Hello group,
I am trying to run tblastn of version 2.2.26+ for mapping peptides on eukaryotic genome, i am running the command
tblastn -query sequence.fa -out output.txt -subject ref_protein.fa -evalue 1e-5 -outfmt 7 -max_target_seqs 5 -best_hit_score_edge 0.05 -best_hit_overhang 0.25
but getting following error
Warning: lcl|Query_20167 contig20167: Warning: Could not calculate ungapped Karlin-Altschul parameters due to an invalid query sequence or its translation. Please verify the query sequence(s) and/or filtering options.

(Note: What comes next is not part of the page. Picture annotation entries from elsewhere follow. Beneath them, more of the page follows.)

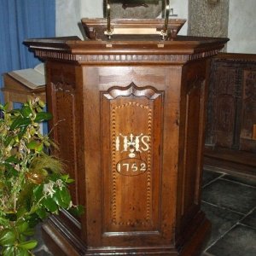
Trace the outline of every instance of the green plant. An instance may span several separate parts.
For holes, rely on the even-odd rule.
[[[63,164],[49,155],[54,145],[39,123],[51,114],[39,99],[20,109],[0,105],[0,247],[4,256],[32,255],[36,224],[61,208],[81,213],[68,190],[73,180]]]

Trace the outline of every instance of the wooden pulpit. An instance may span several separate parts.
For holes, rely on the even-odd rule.
[[[228,39],[99,38],[106,22],[84,23],[90,39],[26,41],[45,61],[56,154],[84,207],[49,218],[47,245],[55,255],[195,255],[210,230],[201,211],[207,61]]]

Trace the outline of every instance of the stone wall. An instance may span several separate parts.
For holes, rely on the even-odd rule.
[[[189,35],[228,37],[230,0],[189,0]]]

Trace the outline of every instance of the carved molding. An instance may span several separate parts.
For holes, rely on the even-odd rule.
[[[204,52],[188,55],[132,55],[132,54],[105,54],[105,55],[75,55],[63,52],[52,52],[45,50],[35,50],[35,55],[39,58],[65,60],[71,61],[97,63],[97,62],[187,62],[202,58],[208,58],[217,55],[219,49],[211,49]]]

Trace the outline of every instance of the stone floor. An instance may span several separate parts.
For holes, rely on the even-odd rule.
[[[256,181],[205,170],[201,208],[212,225],[201,256],[256,255]],[[37,237],[35,255],[51,256]]]
[[[256,255],[256,181],[204,171],[201,208],[212,222],[201,255]]]

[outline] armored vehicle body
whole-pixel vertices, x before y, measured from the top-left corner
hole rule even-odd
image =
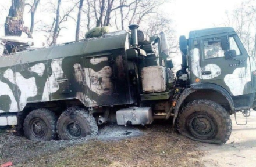
[[[256,90],[255,60],[234,30],[182,36],[174,76],[165,34],[129,27],[1,57],[0,125],[23,128],[31,140],[70,140],[107,121],[144,125],[173,116],[188,137],[226,143],[230,115],[254,107]]]

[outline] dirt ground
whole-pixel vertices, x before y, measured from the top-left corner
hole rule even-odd
[[[243,124],[246,118],[239,114],[237,120]],[[256,166],[256,111],[251,112],[246,125],[236,125],[234,115],[232,124],[232,133],[226,144],[199,144],[199,149],[205,151],[202,161],[205,166]]]
[[[100,127],[98,135],[74,141],[34,142],[13,129],[0,130],[0,165],[13,166],[255,166],[256,112],[238,126],[226,144],[194,142],[174,133],[170,124],[146,127]],[[243,123],[245,118],[237,115]]]
[[[0,164],[14,166],[204,166],[197,143],[170,124],[143,128],[108,125],[76,141],[33,142],[12,130],[0,135]]]

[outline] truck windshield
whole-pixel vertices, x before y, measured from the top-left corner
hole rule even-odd
[[[224,57],[224,51],[221,49],[221,38],[210,38],[204,41],[205,59]]]

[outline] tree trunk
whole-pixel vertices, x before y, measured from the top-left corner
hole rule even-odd
[[[84,0],[80,0],[79,3],[79,9],[78,10],[77,14],[77,23],[76,23],[76,41],[79,40],[79,35],[80,35],[80,27],[81,24],[81,15],[83,8],[83,5],[84,3]]]
[[[61,5],[61,1],[58,1],[58,6],[57,6],[57,11],[56,12],[56,19],[55,19],[55,25],[54,26],[54,34],[52,35],[52,42],[51,43],[51,45],[55,45],[57,44],[57,38],[58,38],[58,32],[59,31],[59,12]]]
[[[122,30],[125,30],[125,26],[123,26],[123,0],[120,0],[120,10],[121,12],[121,26],[122,26]]]
[[[105,17],[105,20],[104,20],[104,26],[109,26],[110,16],[111,14],[111,9],[112,8],[113,1],[114,0],[108,0],[106,16]]]
[[[30,32],[33,33],[34,27],[35,26],[35,15],[37,12],[37,7],[38,6],[40,0],[34,0],[34,3],[31,8],[31,25],[30,25]]]
[[[32,35],[27,27],[24,27],[23,13],[25,0],[12,0],[12,6],[9,10],[5,23],[5,36],[21,36],[22,32],[27,34],[29,38]],[[13,45],[6,43],[3,54],[8,55],[13,52]]]
[[[99,27],[102,25],[103,14],[104,14],[104,9],[105,9],[105,0],[102,0],[101,2],[99,17],[99,19],[98,19],[97,22],[96,23],[96,27]]]

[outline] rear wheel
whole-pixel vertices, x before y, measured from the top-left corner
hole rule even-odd
[[[177,128],[180,133],[194,140],[221,144],[229,139],[232,122],[227,111],[219,104],[197,100],[182,109]]]
[[[59,117],[57,132],[62,140],[75,140],[97,135],[98,126],[95,118],[86,110],[71,107]]]
[[[24,121],[24,133],[34,141],[48,141],[56,137],[57,117],[47,109],[31,111]]]

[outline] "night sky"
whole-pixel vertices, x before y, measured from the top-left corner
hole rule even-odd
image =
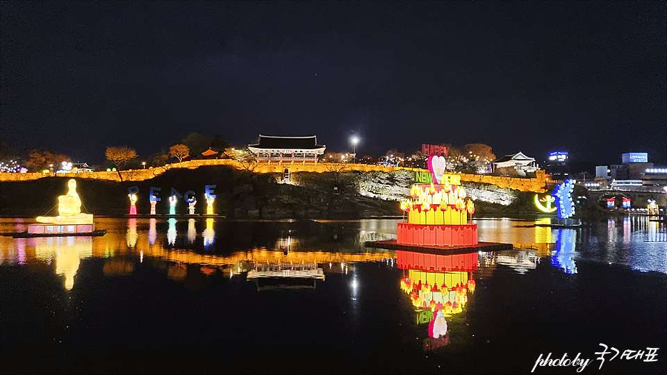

I used dustmasker also for filtering and masking and then run with masked genome, but still got the same error. I have also run by keeping filtering turn off with the following command
tblastn -query sequence.fa -out output.txt -F T -subject ref_protein.fa -evalue 1e-5 -outfmt 7 -max_target_seqs 5 -best_hit_score_edge 0.05 -best_hit_overhang 0.25
but got the following error
USAGE
tblastn [-h] [-help] [-import_search_strategy filename]
[-export_search_strategy filename] [-db database_name]
[-dbsize num_letters] [-gilist filename] [-seqidlist filename]
[-negative_gilist filename] [-entrez_query entrez_query]
[-db_soft_mask filtering_algorithm] [-db_hard_mask filtering_algorithm]
[-subject subject_input_file] [-subject_loc range] [-query input_file]
[-out output_file] [-evalue evalue] [-word_size int_value]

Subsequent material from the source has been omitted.